The consistently high rankings are a reflection of the vigorous collaborations between campus partners, said Dean Chang, associate vice president for entrepreneurship and innovation at UMD. What sets the University of Maryland apart is its aspirational goal of developing creativity and innovation skills and an entrepreneurial mindset in all students. 

“What we’re hearing from small companies, large companies, nonprofits, government and just about everywhere,” he said, “is that innovation and entrepreneurship are crucial to successfully tackling their biggest challenges and therefore should be part of every student’s education whether they're majoring in social sciences, engineering, the arts, business, public health, agriculture or anything else.”

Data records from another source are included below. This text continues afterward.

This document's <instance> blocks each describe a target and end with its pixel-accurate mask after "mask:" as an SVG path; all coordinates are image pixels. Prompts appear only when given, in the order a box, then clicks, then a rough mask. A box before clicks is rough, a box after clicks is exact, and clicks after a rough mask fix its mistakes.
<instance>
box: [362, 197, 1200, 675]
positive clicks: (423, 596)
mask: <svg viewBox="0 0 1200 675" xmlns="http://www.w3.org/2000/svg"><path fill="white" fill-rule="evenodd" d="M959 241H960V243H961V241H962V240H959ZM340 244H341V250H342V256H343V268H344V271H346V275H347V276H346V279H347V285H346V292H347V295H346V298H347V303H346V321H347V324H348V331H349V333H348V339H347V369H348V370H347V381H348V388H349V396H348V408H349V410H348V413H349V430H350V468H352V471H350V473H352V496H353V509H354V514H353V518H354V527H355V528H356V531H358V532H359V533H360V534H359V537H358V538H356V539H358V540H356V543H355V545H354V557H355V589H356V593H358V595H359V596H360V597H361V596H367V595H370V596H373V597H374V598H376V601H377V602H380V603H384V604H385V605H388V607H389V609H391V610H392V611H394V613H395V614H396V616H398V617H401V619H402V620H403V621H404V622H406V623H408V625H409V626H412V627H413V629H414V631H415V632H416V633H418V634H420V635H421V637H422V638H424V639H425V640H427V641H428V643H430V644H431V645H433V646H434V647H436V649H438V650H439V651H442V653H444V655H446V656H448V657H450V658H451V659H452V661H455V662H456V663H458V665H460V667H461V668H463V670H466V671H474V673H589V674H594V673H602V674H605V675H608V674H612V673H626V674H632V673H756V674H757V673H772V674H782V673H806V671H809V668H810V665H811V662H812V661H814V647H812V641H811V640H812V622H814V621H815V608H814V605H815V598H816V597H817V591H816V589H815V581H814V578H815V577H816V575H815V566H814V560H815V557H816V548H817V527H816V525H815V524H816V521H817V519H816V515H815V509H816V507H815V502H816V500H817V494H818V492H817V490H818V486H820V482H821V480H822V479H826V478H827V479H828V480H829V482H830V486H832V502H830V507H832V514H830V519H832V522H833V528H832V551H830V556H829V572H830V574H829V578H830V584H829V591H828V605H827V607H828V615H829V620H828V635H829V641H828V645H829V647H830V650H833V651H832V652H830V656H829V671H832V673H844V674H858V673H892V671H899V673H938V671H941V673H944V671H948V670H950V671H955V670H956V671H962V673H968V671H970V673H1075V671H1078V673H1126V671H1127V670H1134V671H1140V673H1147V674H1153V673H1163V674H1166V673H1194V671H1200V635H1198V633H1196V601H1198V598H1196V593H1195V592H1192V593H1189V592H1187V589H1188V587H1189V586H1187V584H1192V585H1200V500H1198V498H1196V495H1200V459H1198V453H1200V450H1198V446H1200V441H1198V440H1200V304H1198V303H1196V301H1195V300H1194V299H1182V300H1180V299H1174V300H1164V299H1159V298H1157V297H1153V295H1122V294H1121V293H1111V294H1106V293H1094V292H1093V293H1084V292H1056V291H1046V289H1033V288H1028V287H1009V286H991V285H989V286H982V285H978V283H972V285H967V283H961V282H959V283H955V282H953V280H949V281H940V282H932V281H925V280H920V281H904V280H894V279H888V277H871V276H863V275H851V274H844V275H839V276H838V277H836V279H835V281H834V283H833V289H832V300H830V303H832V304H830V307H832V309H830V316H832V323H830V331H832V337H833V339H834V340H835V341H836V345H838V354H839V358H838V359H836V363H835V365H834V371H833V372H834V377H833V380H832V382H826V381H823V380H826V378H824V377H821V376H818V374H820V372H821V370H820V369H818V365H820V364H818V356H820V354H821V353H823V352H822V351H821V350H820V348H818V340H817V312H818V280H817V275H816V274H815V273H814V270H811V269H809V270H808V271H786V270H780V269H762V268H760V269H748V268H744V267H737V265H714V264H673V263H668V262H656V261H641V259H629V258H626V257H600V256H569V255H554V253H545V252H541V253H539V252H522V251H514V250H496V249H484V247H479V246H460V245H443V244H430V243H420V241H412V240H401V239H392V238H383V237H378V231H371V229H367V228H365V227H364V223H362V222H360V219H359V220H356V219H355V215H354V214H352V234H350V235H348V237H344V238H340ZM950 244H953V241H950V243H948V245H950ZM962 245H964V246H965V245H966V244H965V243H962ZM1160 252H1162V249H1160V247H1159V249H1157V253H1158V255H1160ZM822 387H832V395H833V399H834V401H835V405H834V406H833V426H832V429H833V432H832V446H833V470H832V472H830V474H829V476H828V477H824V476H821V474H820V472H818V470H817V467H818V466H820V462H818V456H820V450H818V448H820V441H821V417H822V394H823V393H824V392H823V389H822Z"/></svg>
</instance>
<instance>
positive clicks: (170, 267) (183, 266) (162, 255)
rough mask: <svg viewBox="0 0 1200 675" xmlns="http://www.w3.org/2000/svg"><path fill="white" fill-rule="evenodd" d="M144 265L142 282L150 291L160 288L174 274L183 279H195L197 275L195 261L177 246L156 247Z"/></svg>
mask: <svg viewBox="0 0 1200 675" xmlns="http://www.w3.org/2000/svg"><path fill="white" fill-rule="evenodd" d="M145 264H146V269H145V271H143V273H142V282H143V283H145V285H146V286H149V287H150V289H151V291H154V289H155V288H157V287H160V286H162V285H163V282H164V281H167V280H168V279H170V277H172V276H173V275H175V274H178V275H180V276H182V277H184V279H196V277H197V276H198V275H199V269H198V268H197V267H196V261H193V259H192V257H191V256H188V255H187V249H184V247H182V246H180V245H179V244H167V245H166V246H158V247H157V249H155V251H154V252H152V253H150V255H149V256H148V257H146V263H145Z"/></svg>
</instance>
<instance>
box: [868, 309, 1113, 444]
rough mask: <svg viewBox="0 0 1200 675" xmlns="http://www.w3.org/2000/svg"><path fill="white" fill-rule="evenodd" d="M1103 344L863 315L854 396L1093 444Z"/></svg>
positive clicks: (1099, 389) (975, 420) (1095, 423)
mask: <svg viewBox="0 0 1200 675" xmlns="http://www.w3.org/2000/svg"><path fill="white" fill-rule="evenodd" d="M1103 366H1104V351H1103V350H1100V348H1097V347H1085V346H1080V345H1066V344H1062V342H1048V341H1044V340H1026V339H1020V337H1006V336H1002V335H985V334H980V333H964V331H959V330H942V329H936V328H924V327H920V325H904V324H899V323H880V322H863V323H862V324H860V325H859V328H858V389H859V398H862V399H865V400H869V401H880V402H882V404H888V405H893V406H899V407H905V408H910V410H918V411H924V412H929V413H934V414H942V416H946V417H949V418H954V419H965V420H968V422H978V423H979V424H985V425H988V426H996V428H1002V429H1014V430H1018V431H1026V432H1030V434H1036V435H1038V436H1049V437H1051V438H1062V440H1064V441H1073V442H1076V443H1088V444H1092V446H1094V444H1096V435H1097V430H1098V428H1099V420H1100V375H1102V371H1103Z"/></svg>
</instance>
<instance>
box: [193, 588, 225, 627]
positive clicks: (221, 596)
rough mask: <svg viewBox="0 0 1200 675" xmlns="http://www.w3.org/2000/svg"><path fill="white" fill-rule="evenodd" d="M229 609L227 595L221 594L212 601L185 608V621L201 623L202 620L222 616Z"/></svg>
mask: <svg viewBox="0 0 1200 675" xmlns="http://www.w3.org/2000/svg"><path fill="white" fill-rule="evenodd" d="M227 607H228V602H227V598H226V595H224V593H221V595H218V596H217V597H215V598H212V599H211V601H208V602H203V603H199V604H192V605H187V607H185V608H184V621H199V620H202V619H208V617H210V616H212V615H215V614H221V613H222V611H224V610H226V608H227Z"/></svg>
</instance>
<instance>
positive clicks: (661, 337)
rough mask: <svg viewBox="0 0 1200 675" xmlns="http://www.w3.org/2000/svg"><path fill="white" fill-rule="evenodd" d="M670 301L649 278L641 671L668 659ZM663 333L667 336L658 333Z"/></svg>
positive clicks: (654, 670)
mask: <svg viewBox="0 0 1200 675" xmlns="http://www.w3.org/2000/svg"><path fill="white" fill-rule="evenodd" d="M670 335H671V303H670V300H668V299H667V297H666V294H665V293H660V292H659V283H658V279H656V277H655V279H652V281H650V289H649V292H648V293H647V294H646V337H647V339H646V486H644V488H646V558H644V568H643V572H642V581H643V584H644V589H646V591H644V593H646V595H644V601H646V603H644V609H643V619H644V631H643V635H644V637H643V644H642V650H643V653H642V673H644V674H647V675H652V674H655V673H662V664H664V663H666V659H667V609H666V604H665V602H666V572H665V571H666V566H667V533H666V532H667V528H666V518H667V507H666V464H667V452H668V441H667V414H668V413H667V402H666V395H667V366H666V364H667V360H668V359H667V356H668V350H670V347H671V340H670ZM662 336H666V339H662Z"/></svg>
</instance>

In 2018–19, 7,422 undergraduate students were enrolled in at least one entrepreneurship course at UMD. Nearly half of that group took a schedule-friendly, online entrepreneurship course that taught them about starting new ventures while also satisfying a general education requirement. Beyond traditional entrepreneurship, UMD also offers over 100 courses in areas related to innovation like creativity, entrepreneurial mindset, social value creation and design thinking. Altogether, 16,760 undergraduate and graduate students took at least one of these innovation and entrepreneurship courses last year. 

The Princeton Review tallied its rankings for top entrepreneurship programs based on a survey conducted from June through August 2019 of more than 300 schools about their entrepreneurship offerings. While most entrepreneurship rankings include only UMD’s extensive business or engineering entrepreneurship programs, the Princeton Review additionally reflects UMD’s efforts to include its entire student population. 

The survey methodology looked at each school’s commitment to entrepreneurship education inside and outside the classroom. Among the many criteria were the percentage of faculty, students and alumni actively and successfully involved in entrepreneurial endeavors, the number and reach of mentorship programs, and funding for scholarships and grants for entrepreneurial studies and projects.